I think a lot about Artemis’s connections with light and fire. I’m not certain how much important those aspects had in ancient Greece, but it doesn’t look like they were central to Her worship. Although She had some ambiguous connections with the moon, Artemis was not a moon Goddess in ancient Greece, and yet when I look up at the moon I feel Her in a way that I can’t articulate. There’s something to that. Many of Artemis’s associations with had to do with bringing light into darkness, or shedding light on dark places. I think this ties in with Her association with transitions and the initiations of women, and when I work with this aspect of Her, it’s to help me learn about the unknown, to bring unseen things to light, and to shed some light on the darkness within myself.

Of course, all that said, there is this lovely scene in Callimachus where Artemis dances and Helios stops to watch, causing the hours of daylight to be extended. I want to look into that connection on a more personal level this summer, and see how that affects my sense of Her around midsummer.

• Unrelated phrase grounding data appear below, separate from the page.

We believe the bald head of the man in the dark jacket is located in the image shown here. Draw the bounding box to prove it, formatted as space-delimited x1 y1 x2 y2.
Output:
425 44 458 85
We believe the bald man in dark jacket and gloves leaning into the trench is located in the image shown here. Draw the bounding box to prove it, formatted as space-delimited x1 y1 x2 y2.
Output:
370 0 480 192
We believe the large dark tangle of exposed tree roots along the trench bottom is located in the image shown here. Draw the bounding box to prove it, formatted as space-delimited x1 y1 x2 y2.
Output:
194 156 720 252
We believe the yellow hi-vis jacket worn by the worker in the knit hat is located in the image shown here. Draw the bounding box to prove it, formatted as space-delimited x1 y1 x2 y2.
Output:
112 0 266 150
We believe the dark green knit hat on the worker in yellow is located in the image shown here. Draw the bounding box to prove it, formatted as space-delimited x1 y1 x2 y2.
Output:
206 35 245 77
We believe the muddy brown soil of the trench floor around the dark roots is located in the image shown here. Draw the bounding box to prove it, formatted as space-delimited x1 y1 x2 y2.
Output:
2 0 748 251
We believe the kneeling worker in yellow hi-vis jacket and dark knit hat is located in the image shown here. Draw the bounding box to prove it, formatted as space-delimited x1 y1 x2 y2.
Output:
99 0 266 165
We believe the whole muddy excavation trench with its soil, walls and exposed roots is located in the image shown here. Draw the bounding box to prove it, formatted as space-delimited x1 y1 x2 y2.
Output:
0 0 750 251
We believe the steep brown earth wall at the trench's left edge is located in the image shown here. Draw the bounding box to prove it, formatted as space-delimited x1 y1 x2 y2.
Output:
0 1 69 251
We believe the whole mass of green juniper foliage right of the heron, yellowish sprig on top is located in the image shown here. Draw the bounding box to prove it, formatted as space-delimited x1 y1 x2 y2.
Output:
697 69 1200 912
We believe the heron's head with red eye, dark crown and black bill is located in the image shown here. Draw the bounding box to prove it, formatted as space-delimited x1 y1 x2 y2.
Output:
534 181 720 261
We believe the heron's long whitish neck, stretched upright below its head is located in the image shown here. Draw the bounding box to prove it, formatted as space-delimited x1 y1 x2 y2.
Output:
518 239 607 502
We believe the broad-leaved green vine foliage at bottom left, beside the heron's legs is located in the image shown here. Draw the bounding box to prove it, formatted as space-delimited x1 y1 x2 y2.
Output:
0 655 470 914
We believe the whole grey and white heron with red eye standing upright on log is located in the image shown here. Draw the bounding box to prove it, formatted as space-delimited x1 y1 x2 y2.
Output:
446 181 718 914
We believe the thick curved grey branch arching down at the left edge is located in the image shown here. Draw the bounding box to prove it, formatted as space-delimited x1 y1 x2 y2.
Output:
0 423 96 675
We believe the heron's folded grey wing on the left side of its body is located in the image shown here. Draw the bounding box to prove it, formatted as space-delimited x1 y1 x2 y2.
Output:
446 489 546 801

Aside from Her usual favorite animals, I also feel a special connection between Artemis and horses (probably because of a dream I had as a child) and lions – or maybe just cats in general. The aloof and independent nature of most felines seems very Artemisian to me, and although lions are social animals, the association still works for me, since it’s the female lion that hunts, and because there’s actual ancient Greek evidence to support a connection between Artemis and lions. Although saffron-yellow seemed to be Her sacred color in ancient Greece, I see 6 colors (6 being Her number) as being particularly meaningful for Her: pure white, blood red, forest green, brown of tree trunks and animal hides, silver of moonlight, and black of night. But, that said, I also see how yellow (light and joy and childhood) and gold (frequently associated with the Gods in Homeric literature) and blue (She was patroness of harbors and known by some as a river Goddess) hold special meaning for Her, so maybe all colors relate to Her in some way. In my experiences thus far, Artemis seems to like snow, and I frequently “see” Her hunting in woods covered with white in the winter. I think this might have to do with the pristine look of the woods when they’re covered with a fresh coat of snow. We even call it “virgin snow” before anything walks through it.

These experiences and ideas are meaningful to me, but they may not be to anyone else, and I have no way to prove them so I can’t ask that other people give them any value. Perhaps someone will have a similar experience or feel similarly about the Goddess, but otherwise, this is just how Artemis comes through to me. After all, the important part, I think, is not so much the details and specifics, but the meaning behind them. If the essence of the Goddess behind all the details is the same, then we know we’re talking about the same entity, regardless of the specifics of how She comes through to different people. She is a Goddess of hunting, of freedom, of purity, of wilderness and wild things, of nature, of life and death, of independence and self-reliance, of femininity, of animals, of youth, of liminality and transitions… In my opinion, these concepts are important, rather than the details by which they are expressed.